Итак, Джордж получил охотничье ружье, свидетельство – и осенью каждое утро отправлялся на охоту. Он убил несколько ржанок и лесного голубя. Потом в одно морозное ноябрьское утро он выстрелил в стайку ржанок, одну убил, а другую ранил, и она с горестным криком упала в ломкую, прихваченную морозом траву. «Если подбил птицу, возьми и сверни ей шею», – наставляли его. И он подобрал трепетный, бьющийся комочек перьев и, закрыв глаза, охваченный отвращением, попытался свернуть тонкую шею. Птица билась в его руках и пронзительно кричала. Джордж судорожно рванул – голова ржанки осталась у него в руке. Он был потрясен, этого не передать словами. Отбросив изувеченное тельце, весь дрожа, он кинулся домой. Никогда больше, нет, никогда, никогда в жизни он не убьет живое существо. Добросовестно, как его учили, он смазал ружье, убрал его подальше и уже никогда к нему не прикасался. По ночам его преследовал жалобный крик ржанки и страшное видение – обезглавленная, истекающая кровью птица. Он думал о ней целыми днями. Забывать о ней удавалось, только когда он шел писать красками мирные поля и деревья или пробовал делать карандашные наброски дома, в тиши своей комнаты. Глубже, чем когда-либо, затянула его живопись, и этим кончилась одна из многих попыток «сделать человеком» Джорджа Уинтерборна.
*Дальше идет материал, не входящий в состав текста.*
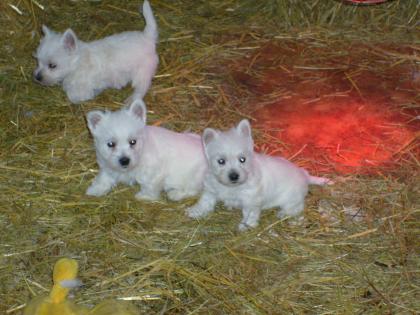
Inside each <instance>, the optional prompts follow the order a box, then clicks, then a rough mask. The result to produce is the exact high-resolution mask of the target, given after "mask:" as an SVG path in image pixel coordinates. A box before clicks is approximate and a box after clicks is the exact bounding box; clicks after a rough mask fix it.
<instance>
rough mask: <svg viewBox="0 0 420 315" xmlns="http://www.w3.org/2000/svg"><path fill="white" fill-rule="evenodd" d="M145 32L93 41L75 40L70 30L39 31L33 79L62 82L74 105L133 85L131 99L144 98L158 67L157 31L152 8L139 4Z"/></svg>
mask: <svg viewBox="0 0 420 315" xmlns="http://www.w3.org/2000/svg"><path fill="white" fill-rule="evenodd" d="M143 15H144V18H145V20H146V27H145V29H144V31H143V32H124V33H120V34H116V35H112V36H109V37H105V38H103V39H100V40H96V41H93V42H89V43H88V42H83V41H81V40H79V39H78V38H77V37H76V35H75V34H74V32H73V31H72V30H71V29H67V30H66V31H65V32H64V34H59V33H55V32H53V31H51V30H50V29H48V28H47V27H46V26H43V27H42V30H43V32H44V37H43V38H42V40H41V43H40V45H39V47H38V49H37V52H36V54H35V57H36V58H37V60H38V67H37V69H36V70H35V72H34V78H35V80H36V81H37V82H39V83H41V84H43V85H55V84H61V83H62V84H63V88H64V91H66V93H67V97H68V98H69V99H70V101H71V102H72V103H80V102H83V101H86V100H89V99H92V98H94V97H95V96H96V95H97V94H99V93H100V92H102V91H103V90H104V89H106V88H117V89H120V88H122V87H124V86H125V85H127V84H128V83H130V82H131V84H132V86H133V87H134V93H133V95H132V96H131V97H130V101H129V100H127V102H128V103H130V102H131V101H132V100H134V99H138V98H139V99H142V98H143V96H144V95H145V94H146V92H147V90H148V88H149V87H150V84H151V81H152V78H153V76H154V74H155V71H156V67H157V64H158V61H159V59H158V56H157V54H156V41H157V38H158V31H157V25H156V21H155V19H154V17H153V13H152V9H151V8H150V4H149V2H148V1H147V0H146V1H144V4H143Z"/></svg>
«Сделать из него человека» усердно старались и в школе, но почти столь же безуспешно, хотя и с помощью насилия.
– Наша цель, – внушал директор колледжа преисполненным почтения родителям, – воспитать мужественных, бравых ребят. Разумеется, мы готовим их к поступлению в университет, но наша гордость – выдающиеся спортивные успехи наших учеников. У нас существует Группа военного обучения, возглавляемая старшиной Брауном – ветераном Южно-африканской кампании, посты командиров в этой группе занимают специально обученные люди. Каждый ученик обязан пройти полугодовую подготовку – и тогда в случае надобности он сумеет с оружием в руках выступить на защиту отечества.
Родители вежливо бормотали что-то в знак одобрения; впрочем, иные нежные матери выражали надежду, что дисциплина в этой группе не чересчур строгая и «ружья не слишком тяжелы для неокрепших рук». Директор с изысканной презрительной любезностью их успокаивал. В подобных случаях он неизменно цитировал волнующие, воистину бессмертные стихи Киплинга с их заключительной строкой: «Тогда, мой сын, ты будешь человек». Ведь это так важно – научиться убивать. В самом деле, не умея убивать, никак не станешь человеком, а тем более – джентльменом.